So: a map I made a few years ago seems to have been going periodically viral for a year or so without my knowing it. This tweet by @simongerman600 is up above 750K views now. And a very high share of the engagement is livid about the erasure of native populations. https://twitter.com/simongerman600/status/1307983243719913473
When depicting population, not examining a dataset (this is @j_p_schroeder's), I try to be more careful about finding some way to represent native populations. E.g.: for an interactive exhibit @BPLBoston, I overlaid @ClaudioSaunt's shapefiles of cessions .
I'm spitting into the wind here, but there's all sorts of misinformation in that thread. The top reply is @simongerman600 incorrectly saying that it doesn't include slave populations. (It does--the 3/5 compromise counted them counted so the slaveocracy could get more seats.)
A much finer point is that not all Indians are excluded from this--one of my points in the site from which this is drawn is that far too many historians read these census maps as showing settler populations, even after the Dawes Act forcibly assimilated many natives.
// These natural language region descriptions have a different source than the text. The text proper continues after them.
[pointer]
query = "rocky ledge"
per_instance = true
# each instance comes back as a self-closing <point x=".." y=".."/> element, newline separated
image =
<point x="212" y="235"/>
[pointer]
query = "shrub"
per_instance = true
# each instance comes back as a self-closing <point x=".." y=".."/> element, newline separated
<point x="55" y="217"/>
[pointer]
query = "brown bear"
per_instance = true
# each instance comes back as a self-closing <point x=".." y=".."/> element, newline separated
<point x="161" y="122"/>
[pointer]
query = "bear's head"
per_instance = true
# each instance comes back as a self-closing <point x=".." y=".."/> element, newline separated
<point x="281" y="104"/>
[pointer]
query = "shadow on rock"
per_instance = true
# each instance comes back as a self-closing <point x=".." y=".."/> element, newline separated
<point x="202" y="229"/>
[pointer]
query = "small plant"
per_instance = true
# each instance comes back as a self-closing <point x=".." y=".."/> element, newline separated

There's also a frequent misconception in comments that including native populations would dramatically change this map. The US govt sometimes did count Indians off the census; it's surprisingly rare to find a native reservation that peeks up above 2 people per square mile.
(Or sovereign native territory in the antebellum era). But also, we gotta figure out how not simply that population must, necessarily, be progress. This map uses a visual vocabulary directly borrowed from the census's 1890 "Progress of the Nation"; but there are other tactics...
For instance, I keep toying with this scheme of the homestead act as a fire consuming the plains.